Une jeunesse éduquée, qui en a marre, et qui s’apprête à immoler tous les symboles de cette ancienne Tunisie autocratique, par une nouvelle révolution, la révolution du Jasmin, la vraie.

Derrière les indéniables réformes de Ben Ali visant à libéraliser l’économie et à libérer l’initiative et les talents, il y a la mainmise d’un clan sur le monde des entreprises, ce que la Banque mondiale appelle les « interventions discrétionnaires du gouvernement » et le « pouvoir des initiés » qui affaiblissent le climat des affaires et les éventuelles prises de risque des investisseurs étrangers (non initiés, c’est à dire non proches du pouvoir). Il y a aussi le tyran, adepte des arrestations arbitraires des opposants politiques et de la torture, ce Ben Ali que RSF qualifie de « prédateur de la liberté de la presse ». Les jeunes Tunisiens vivent entre la peur de s’exprimer et l’absence d’espoir de réussite économique et de promotion sociale.
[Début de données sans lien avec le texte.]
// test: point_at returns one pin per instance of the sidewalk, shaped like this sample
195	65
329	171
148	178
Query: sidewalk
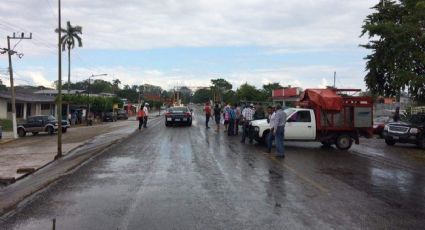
32	152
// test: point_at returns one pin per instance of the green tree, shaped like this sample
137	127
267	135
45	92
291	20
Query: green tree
396	30
202	95
100	86
71	36
268	89
247	92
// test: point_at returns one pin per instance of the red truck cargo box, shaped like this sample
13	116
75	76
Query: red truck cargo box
325	99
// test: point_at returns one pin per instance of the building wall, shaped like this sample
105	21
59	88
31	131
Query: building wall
3	109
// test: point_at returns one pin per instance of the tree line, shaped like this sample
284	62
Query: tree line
222	91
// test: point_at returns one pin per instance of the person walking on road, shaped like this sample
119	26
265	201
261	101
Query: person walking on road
232	118
140	117
207	110
226	117
270	119
247	116
238	118
145	115
217	115
279	130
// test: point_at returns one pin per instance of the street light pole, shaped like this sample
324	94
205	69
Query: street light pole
59	101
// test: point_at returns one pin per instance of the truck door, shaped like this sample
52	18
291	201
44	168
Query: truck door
299	126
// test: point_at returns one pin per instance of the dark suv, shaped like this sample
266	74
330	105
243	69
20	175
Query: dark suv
36	124
411	131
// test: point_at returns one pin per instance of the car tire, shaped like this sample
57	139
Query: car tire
344	142
421	142
390	142
21	132
50	130
326	144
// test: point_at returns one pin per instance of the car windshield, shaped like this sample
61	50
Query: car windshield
178	110
417	119
289	111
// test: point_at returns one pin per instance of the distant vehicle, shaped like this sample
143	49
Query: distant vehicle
44	123
326	117
379	124
411	131
110	116
178	115
122	114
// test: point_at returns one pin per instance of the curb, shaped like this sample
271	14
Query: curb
74	160
5	141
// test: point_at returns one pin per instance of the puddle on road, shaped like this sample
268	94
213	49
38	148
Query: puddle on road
398	188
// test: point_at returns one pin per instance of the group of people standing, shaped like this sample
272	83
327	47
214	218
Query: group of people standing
142	116
235	115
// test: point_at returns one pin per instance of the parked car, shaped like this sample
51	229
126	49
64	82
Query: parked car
122	114
379	124
110	116
43	123
178	115
323	117
411	131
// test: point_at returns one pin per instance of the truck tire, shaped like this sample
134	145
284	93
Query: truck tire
390	142
421	142
344	142
21	132
326	144
50	130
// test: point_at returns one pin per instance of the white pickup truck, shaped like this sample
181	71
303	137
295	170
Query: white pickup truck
301	125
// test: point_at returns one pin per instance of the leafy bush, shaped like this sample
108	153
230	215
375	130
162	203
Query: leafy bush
6	124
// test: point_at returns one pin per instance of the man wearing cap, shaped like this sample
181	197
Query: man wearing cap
279	130
247	117
146	114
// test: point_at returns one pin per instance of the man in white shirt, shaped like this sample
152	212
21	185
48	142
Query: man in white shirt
271	117
145	118
247	116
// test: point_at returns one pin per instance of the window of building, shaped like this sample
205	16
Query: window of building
45	106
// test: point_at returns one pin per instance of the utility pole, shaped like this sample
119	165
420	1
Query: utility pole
11	52
334	78
59	101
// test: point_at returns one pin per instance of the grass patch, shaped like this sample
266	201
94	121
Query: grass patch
6	124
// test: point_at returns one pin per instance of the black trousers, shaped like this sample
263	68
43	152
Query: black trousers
207	119
141	121
145	121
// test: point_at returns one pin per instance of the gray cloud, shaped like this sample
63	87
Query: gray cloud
144	24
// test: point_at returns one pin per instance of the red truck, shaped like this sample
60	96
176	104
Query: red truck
327	116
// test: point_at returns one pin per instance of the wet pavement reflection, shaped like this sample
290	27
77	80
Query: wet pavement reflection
197	178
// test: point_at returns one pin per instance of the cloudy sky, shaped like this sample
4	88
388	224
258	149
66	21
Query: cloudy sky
189	42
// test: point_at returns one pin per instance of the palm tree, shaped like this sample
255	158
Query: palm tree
115	85
70	34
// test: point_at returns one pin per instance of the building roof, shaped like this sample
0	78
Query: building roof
27	97
55	92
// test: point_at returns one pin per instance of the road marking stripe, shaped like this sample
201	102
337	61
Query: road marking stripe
300	175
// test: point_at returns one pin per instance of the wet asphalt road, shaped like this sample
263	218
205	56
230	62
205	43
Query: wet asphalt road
193	178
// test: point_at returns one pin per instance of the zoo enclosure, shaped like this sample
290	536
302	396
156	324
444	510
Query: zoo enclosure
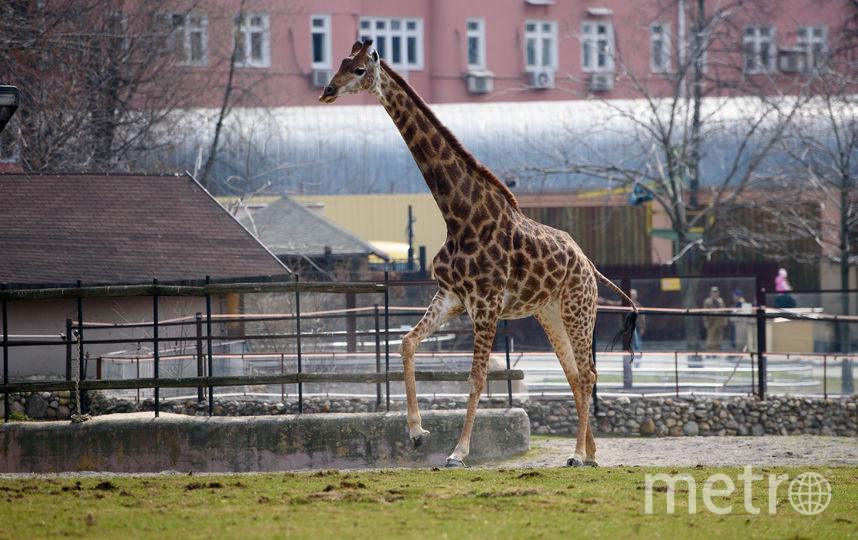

Soutenir cette dictature constitue-t-il un rempart efficace contre la dérive de l’extrémisme religieux ? Le désespoir est le meilleur terreau de la violence, qu’elle soit nationaliste ou à connotation religieuse. L’occident n’est pas responsable du régime corrompu et destructeur de Ben Ali. Pour autant, un pays comme la France ne peut nier sa part de responsabilité dans la situation de la Tunisie. Tout en s’enorgueillissant  d’une prétendue mission universelle de défense des Droits de l’Homme, elle a contribué au maintien de Ben Ali et de son régime au pouvoir. Comme dans d’autres pays du monde  arabo-musulman, l’extrémisme religieux (souvent teinté de nationalisme) s’est transformé auprès des couches populaires de la société en recours institutionnel, en voix d’opposition organisée et crainte. À la fin des années 80, l’opposition islamiste a ainsi atteint 14% des voix en Tunisie, un score énorme qui a fait trembler ce pays où les dirigeants se font habituellement réélire à 98%. Un attentat meurtrier de nombreuses années plus tard, qui peut nier l’existence d’une gangrène islamiste alimentée par le rejet de la dictature en place ? Heureusement, la Tunisie n’est pas l’Algérie, ni l’Egypte (également sclérosées par leur dictature nationaliste et socialiste en place). Le pays est plus petit, plus ouvert sur le monde.

Mais les Tunisiens attendent toujours que s’ouvrent les portes de la liberté, au point de recourir à la pire des extrémités : s’immoler. Tous attendent que soient instaurées la liberté de créer et de développer son entreprise sans se faire racketter par la famille et les proches de Ben Ali, la liberté de penser et de d’exprimer librement sans risquer la prison, la liberté de croire en soi et de poursuivre sa voie vers le bonheur.